Linguas franca have been seen all over the world throughout history – vulgar Latin around the Mediterranean in the Ancient World, Swahili in East Africa, Hausa in West Africa and Plains Sign Language (not to be confused with American Sign Language) used by the aboriginal peoples of North America.
The original Lingua Franca was a mixed language composed mostly of Italian with a broad vocabulary drawn from Turkish, French, Greek, Arabic, Portuguese and Spanish. It was in use throughout the eastern Mediterranean as the language of commerce and diplomacy in and around the Renaissance era. At that time, Italian speakers dominated seaborne commerce in the port cities of the Ottoman Empire. Franca was the Italian word for Frankish.
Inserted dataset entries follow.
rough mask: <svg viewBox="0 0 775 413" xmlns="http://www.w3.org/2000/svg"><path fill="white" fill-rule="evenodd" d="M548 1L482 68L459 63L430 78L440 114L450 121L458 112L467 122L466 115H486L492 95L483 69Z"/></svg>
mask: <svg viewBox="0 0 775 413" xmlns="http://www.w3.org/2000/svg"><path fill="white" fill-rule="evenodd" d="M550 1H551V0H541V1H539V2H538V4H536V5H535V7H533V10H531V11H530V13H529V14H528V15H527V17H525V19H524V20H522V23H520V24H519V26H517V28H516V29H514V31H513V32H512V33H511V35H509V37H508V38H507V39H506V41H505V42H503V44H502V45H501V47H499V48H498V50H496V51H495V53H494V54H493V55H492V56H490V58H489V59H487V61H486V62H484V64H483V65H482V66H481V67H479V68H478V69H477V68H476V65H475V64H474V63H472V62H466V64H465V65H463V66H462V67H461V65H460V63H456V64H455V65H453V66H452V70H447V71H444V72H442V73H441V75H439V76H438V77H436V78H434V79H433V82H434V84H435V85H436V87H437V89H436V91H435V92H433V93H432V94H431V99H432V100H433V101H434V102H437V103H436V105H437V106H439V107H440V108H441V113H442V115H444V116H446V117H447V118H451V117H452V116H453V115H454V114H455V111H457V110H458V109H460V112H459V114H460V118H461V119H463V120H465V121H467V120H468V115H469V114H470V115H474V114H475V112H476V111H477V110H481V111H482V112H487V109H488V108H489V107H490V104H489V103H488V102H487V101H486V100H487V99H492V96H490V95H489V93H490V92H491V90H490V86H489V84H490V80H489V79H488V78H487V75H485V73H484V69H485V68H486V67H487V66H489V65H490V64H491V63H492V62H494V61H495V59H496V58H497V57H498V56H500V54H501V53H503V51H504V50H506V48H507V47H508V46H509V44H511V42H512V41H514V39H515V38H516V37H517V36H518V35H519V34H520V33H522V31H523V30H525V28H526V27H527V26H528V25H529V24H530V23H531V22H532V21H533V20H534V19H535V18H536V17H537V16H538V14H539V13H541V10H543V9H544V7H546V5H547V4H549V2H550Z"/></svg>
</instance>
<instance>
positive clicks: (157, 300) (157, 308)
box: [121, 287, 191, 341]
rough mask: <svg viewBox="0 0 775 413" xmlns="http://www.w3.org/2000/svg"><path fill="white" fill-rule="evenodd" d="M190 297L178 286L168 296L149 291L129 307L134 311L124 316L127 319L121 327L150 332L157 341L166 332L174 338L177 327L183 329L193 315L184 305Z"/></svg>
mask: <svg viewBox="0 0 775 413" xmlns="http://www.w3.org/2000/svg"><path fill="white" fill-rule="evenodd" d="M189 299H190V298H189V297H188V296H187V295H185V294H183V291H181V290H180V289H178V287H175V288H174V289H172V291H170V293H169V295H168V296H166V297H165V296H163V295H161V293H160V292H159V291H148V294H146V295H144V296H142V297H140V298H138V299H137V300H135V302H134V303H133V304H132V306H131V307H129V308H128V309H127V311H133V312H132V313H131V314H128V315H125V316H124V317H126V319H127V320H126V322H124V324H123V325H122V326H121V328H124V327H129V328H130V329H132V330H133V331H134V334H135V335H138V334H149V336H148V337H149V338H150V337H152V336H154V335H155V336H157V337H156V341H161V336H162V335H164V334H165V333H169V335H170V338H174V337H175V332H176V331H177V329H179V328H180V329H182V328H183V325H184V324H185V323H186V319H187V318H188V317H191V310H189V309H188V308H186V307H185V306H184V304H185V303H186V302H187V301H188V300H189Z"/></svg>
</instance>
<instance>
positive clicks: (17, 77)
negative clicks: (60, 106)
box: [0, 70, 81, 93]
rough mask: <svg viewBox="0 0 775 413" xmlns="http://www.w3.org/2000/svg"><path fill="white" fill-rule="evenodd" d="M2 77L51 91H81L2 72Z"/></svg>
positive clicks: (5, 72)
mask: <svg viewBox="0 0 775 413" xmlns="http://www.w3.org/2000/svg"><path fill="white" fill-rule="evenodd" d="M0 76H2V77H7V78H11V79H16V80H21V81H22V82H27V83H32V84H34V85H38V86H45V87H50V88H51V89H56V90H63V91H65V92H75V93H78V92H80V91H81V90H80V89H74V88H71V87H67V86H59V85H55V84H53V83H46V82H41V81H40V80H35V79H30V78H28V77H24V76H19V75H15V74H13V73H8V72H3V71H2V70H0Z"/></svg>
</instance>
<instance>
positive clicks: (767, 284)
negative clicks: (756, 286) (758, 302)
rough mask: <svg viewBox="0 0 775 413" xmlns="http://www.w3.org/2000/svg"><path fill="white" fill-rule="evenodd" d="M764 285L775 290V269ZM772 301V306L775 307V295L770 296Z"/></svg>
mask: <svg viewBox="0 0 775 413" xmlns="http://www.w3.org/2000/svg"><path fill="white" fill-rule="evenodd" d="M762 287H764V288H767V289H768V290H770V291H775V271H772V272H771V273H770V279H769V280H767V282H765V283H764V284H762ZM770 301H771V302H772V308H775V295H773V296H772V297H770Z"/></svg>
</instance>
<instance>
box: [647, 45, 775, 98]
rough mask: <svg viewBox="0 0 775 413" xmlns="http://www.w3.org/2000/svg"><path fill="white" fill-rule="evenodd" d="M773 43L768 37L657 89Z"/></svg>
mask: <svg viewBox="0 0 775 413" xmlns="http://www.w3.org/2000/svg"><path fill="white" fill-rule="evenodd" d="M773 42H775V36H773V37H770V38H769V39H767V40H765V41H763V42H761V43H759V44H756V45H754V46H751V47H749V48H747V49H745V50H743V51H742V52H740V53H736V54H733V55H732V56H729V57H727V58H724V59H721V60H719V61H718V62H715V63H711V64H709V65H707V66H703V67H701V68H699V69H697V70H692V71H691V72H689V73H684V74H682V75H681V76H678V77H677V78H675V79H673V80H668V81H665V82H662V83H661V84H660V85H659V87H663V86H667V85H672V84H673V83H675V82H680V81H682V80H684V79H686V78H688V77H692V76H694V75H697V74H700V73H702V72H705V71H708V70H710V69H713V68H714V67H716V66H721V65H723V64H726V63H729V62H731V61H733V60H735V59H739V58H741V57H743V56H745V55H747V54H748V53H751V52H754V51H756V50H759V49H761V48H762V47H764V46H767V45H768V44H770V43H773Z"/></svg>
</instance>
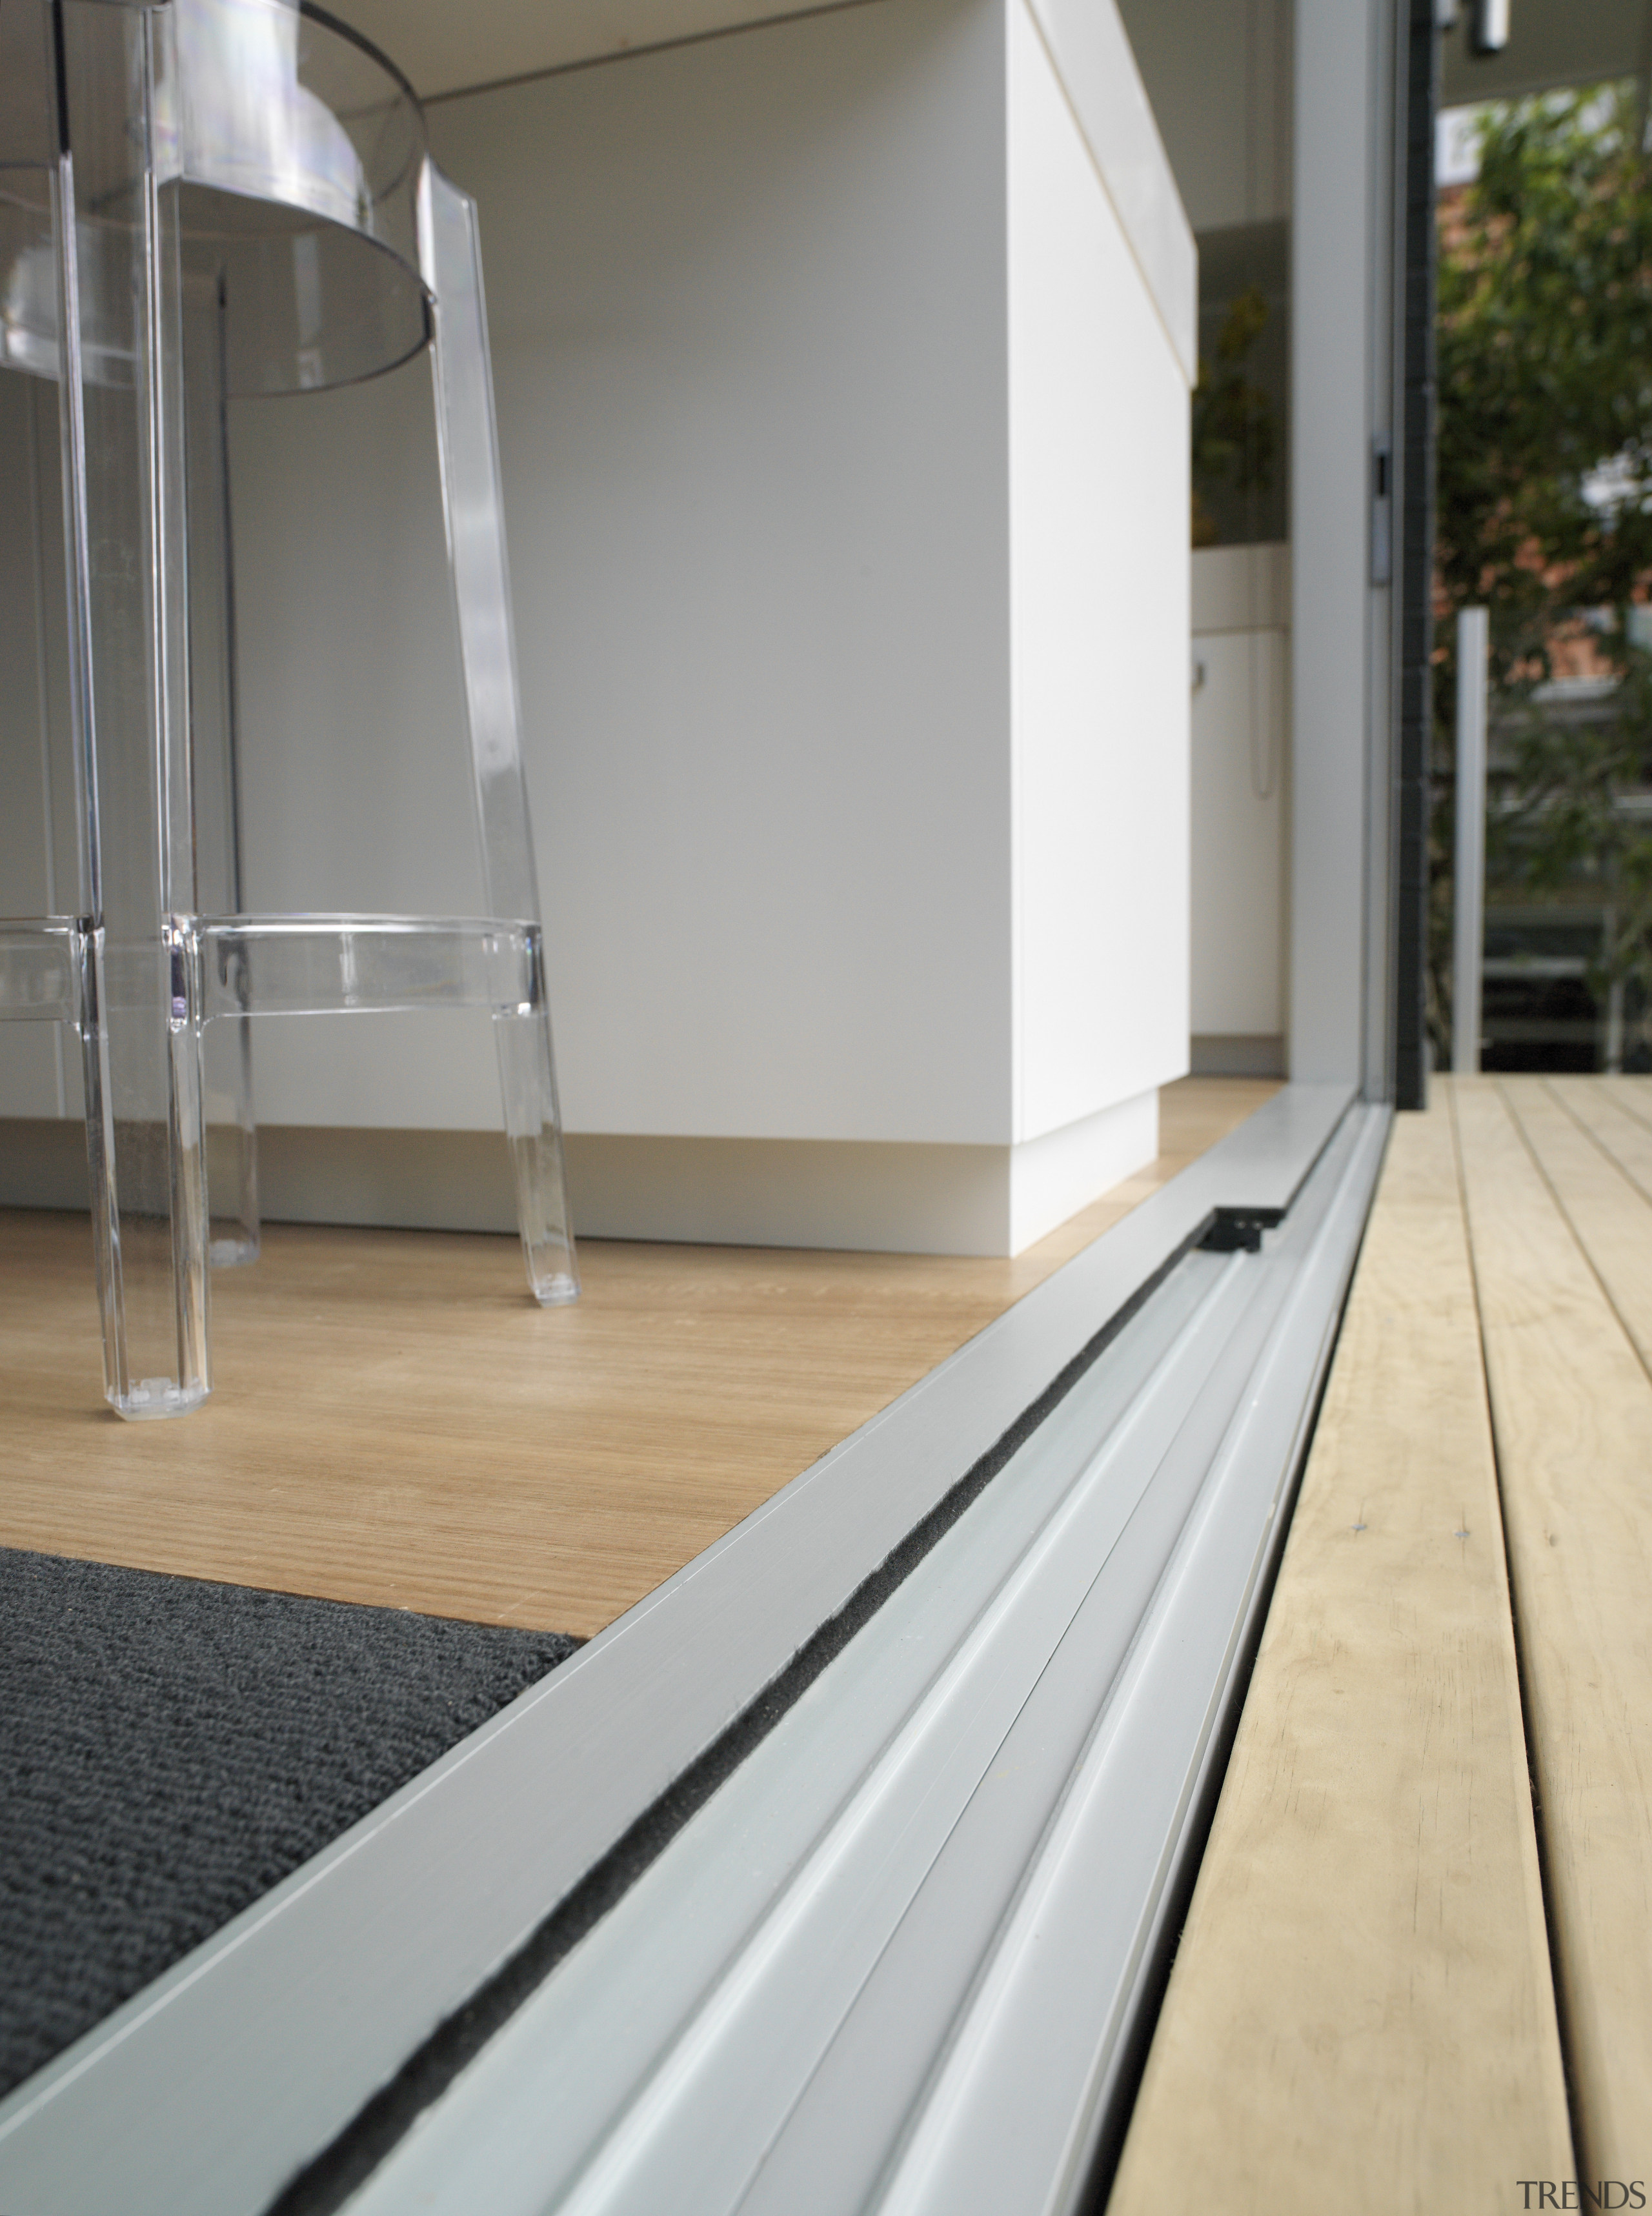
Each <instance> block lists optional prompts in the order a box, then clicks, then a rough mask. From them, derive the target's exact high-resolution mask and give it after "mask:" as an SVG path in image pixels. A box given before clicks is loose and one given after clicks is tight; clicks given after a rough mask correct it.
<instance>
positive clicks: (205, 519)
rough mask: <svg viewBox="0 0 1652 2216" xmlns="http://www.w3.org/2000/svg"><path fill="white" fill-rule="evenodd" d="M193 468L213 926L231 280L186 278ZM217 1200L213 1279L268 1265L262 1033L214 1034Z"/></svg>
mask: <svg viewBox="0 0 1652 2216" xmlns="http://www.w3.org/2000/svg"><path fill="white" fill-rule="evenodd" d="M182 297H184V441H186V448H184V459H186V499H188V745H191V776H193V784H195V884H197V902H200V909H202V911H204V913H211V915H239V913H242V911H244V909H246V893H244V884H242V796H239V731H237V716H235V558H233V536H231V490H228V417H226V406H224V403H226V330H224V284H222V275H220V273H206V270H191V273H186V277H184V293H182ZM204 1073H206V1192H208V1201H211V1210H213V1232H211V1256H213V1268H215V1270H222V1268H226V1265H231V1263H248V1261H257V1245H259V1217H257V1128H255V1112H253V1026H251V1024H246V1022H220V1024H211V1026H208V1030H206V1039H204Z"/></svg>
Its usage in the term lingua franca originated from its meaning in Arabic and Greek, dating from before the Crusades and during the Middle Ages, whereby all Western Europeans were called "Franks".
It was seemingly in use since the Middle Ages and surviving until the nineteenth century, when it disappeared with hardly a trace, probably under the onslaught of the triumphant French language.
The language was never written. No poetry, no folktales, no translation of the Bible, just a way to sell the merchandise what you had to offer, or haggle for a better price on its purchase. Lingua Franca seemed to be lost forever, since it died before the advent of the tape recorder or of anthropologists anxious to record a moribund form of human speech.
English as a Lingua Franca
English has unmistakably achieved global status as the world's lingua franca. It is the most successful language in the history of the world. It is spoken on every continent, is learnt as a second language by schoolchildren and it’s dominating in science, global business and popular culture.
The predominance of English has been criticised in particular by French-speaking groups. French was a prestige lingua franca for centuries. Although it is now declining in this role, the French government and French elites have mounted a campaign to promote and defend French in international settings.
The Future of English
English is expanding as a lingua-franca but not as a mother tongue. More than 1 billion people speak English worldwide but only about 330m of them as a first language, and this population is not spreading. The future of English is in the hands of countries outside the core Anglophone group. Will they always learn English?
Chinese is often mentioned as the most likely rival of English for global lingua franca status. Some linguists say that in the future English will be the lingua franca of the West, and Mandarin is going to be the lingua franca of the East.
But many experts don’t believe that Mandarin will topple English even as the region's lingua franca. When considering any sector, political, economic, cultural or linguistic, English still appears to score very much higher than Mandarin. The complexity of the written language is a big obstacle. Of course the situation would be a little different if China chooses to give up its character writing.
There is also a theory saying that English will fade as a lingua-franca, but not because some other language will take its place. No pretender is pan-regional enough, and only Africa’s linguistic situation may be sufficiently fluid to have its future choices influenced by outsiders. English will have no successor because none will be needed. It is technology that will fill the need. This argument relies on huge advances in computer translation and speech recognition.
So may be future generations will come to see English as something like calligraphy or Latin; prestigious and traditional, but increasingly dispensable.